RALEIGH—U.S. Rep. Frank Ballance, a Warren County Democrat and also chairman of the John A. Hyman Memorial Youth Foundation, helped the foundation obtain a lease on a 35-acre former prison site.

The five-year lease for $1 per year has an option for the foundation to renew for another five years. It is dated May 25, 2001, and signed by Gov. Mike Easley and by Hyman Vice President Helen Ophelia of Rich Square. The foundation, based at Greenwood Baptist Church in Warrenton, runs substance abuse programs. It has yet to use the property.

Records also show that the state had planned to lease the surplus property, known as the former Warren County Correctional Facility, to Warren County, which was going to sublease it to Citizens for Animal Protection, a Warren County-based nonprofit that planned to use it as an animal shelter.

“We had already signed a lease with Warren County and spent six days cleaning buildings before Ballance made a phone call scrapping the deal,” Susan Blaylock, a member of the group, told Carolina Journal. Files in the State Property Office show that property officials frequently contacted Ballance, a lawyer, about the lease.

Citing an “action of the State,” Warren County backed out of the agreement with the animal-protection group in October 1999. In January 2000 the foundation’s executive director, Eddie Lawrence, wrote Correction Secretary Theodis Beck asking for the property. In October 2000, Beck recommended that the property be turned over to the foundation. Beck did not respond to phone calls from CJ requesting comment on his original decision to lease the property to the foundation.

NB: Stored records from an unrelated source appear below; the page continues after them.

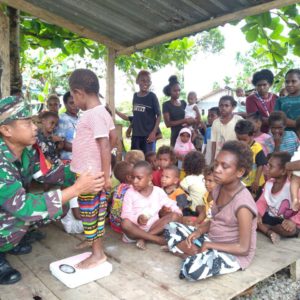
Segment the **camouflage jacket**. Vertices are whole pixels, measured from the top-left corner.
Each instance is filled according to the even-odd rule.
[[[0,137],[0,252],[16,246],[31,223],[62,213],[60,190],[27,193],[33,178],[66,186],[74,182],[74,174],[62,165],[43,175],[39,154],[31,147],[25,148],[18,160]]]

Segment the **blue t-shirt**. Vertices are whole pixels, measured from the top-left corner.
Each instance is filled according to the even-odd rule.
[[[206,128],[205,135],[204,135],[204,144],[207,145],[207,141],[211,139],[211,127]]]
[[[67,113],[59,115],[59,122],[55,134],[64,138],[68,143],[72,143],[75,137],[78,117],[71,116]],[[72,152],[62,150],[61,159],[72,159]]]

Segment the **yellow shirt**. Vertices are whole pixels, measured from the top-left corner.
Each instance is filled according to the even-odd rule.
[[[244,184],[249,187],[253,184],[256,178],[257,168],[263,166],[267,163],[267,159],[264,155],[263,148],[260,143],[254,142],[251,146],[253,163],[252,169],[247,177],[243,179]],[[262,173],[259,178],[259,186],[263,186],[265,184],[265,177]]]

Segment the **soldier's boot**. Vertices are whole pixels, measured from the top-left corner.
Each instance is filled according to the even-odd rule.
[[[0,284],[13,284],[21,278],[21,273],[11,267],[4,253],[0,253]]]
[[[11,255],[22,255],[22,254],[28,254],[32,250],[32,247],[30,244],[27,243],[20,243],[15,248],[9,250],[7,253]]]

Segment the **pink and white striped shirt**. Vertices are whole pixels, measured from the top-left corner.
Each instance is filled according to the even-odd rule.
[[[71,170],[75,173],[101,171],[99,138],[109,138],[115,125],[104,105],[98,105],[82,113],[72,144]]]

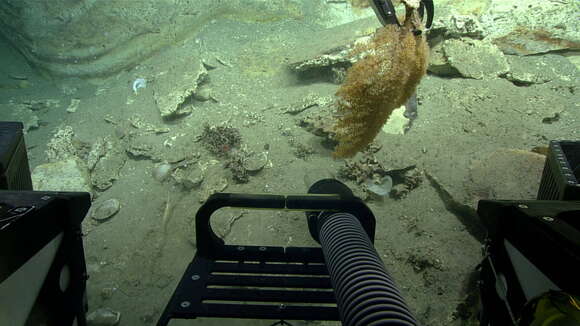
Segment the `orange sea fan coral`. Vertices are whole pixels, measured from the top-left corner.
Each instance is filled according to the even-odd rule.
[[[335,157],[352,157],[373,141],[391,112],[405,104],[427,70],[429,48],[417,10],[407,8],[402,26],[387,25],[353,55],[363,56],[336,93]]]

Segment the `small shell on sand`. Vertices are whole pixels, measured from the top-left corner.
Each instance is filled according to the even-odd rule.
[[[109,308],[99,308],[87,316],[89,325],[115,326],[119,324],[121,313]]]
[[[95,221],[103,222],[117,214],[119,209],[121,209],[121,203],[117,199],[107,199],[93,207],[91,218]]]

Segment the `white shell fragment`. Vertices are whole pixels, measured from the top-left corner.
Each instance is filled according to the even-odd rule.
[[[137,94],[139,88],[146,88],[147,87],[147,79],[145,78],[137,78],[133,82],[133,93]]]
[[[121,320],[121,313],[110,308],[99,308],[87,316],[90,326],[115,326]]]
[[[99,222],[106,221],[117,214],[119,209],[121,203],[117,199],[107,199],[93,208],[91,218]]]
[[[171,164],[165,162],[155,166],[151,174],[153,174],[153,178],[155,178],[155,180],[163,182],[163,180],[165,180],[172,171],[173,167]]]
[[[377,196],[386,197],[391,192],[391,189],[393,189],[393,179],[387,175],[379,184],[369,181],[367,182],[367,189]]]

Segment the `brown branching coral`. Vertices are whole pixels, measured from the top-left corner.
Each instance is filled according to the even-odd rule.
[[[379,133],[391,112],[405,104],[425,75],[429,48],[419,14],[407,6],[402,26],[387,25],[353,55],[363,59],[347,72],[336,95],[335,157],[352,157]]]

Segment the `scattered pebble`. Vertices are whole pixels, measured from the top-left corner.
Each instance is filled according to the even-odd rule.
[[[80,103],[81,103],[81,100],[79,100],[78,98],[71,99],[68,108],[66,108],[66,112],[68,112],[68,113],[77,112]]]

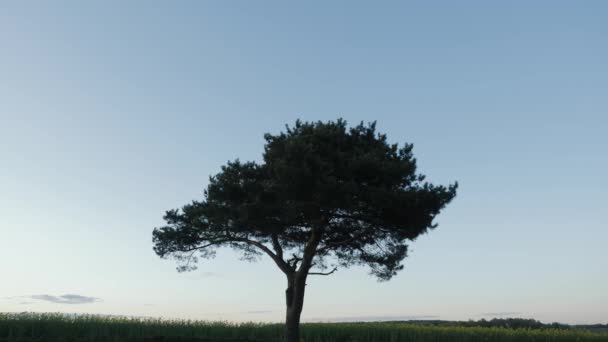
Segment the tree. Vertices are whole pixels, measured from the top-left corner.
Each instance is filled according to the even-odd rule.
[[[379,280],[403,269],[407,243],[435,228],[457,183],[416,173],[412,145],[388,144],[376,124],[301,122],[266,134],[263,162],[228,162],[202,201],[169,210],[154,251],[178,270],[231,247],[268,255],[287,278],[285,341],[299,341],[306,279],[366,265]]]

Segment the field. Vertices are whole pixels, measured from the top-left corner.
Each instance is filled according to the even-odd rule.
[[[0,314],[0,341],[280,341],[281,324],[169,321],[59,314]],[[437,327],[403,323],[309,323],[305,342],[608,342],[583,330]]]

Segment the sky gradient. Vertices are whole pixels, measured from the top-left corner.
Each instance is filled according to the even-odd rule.
[[[165,210],[297,118],[378,121],[458,181],[405,269],[308,281],[303,320],[608,323],[608,2],[0,4],[0,311],[280,321],[226,250],[177,273]]]

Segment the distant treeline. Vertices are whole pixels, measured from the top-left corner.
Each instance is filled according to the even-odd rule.
[[[508,328],[508,329],[558,329],[571,330],[582,329],[592,332],[608,332],[608,324],[583,324],[569,325],[563,323],[543,323],[530,318],[494,318],[491,320],[480,319],[478,321],[442,321],[442,320],[416,320],[399,321],[400,323],[431,325],[443,327],[483,327],[483,328]]]

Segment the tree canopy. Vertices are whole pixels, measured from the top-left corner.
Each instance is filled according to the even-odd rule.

State Property Office Director Joe Henderson told CJ that his office will review the lease arrangement because the foundation is not using the property and apparently has no funding. The lease agreement was approved by the Joint Legislative Commission on Government Operations Committee on Nov. 15, 2000. Ballance served on the committee, attended the meeting, but abstained from voting on the matter.

The foundation has received almost $2 million in state funds since 1994, mostly through the Department of Correction. The department cut off funding earlier this year because the nonprofit failed to turn in adequate financial records. Lawrence recently said programs are to be shut down this month because the organization no longer has any income.

The State Auditor’s Office is investigating the foundation and a report is expected to be released this week.

Carrington is associate publisher of Carolina Journal.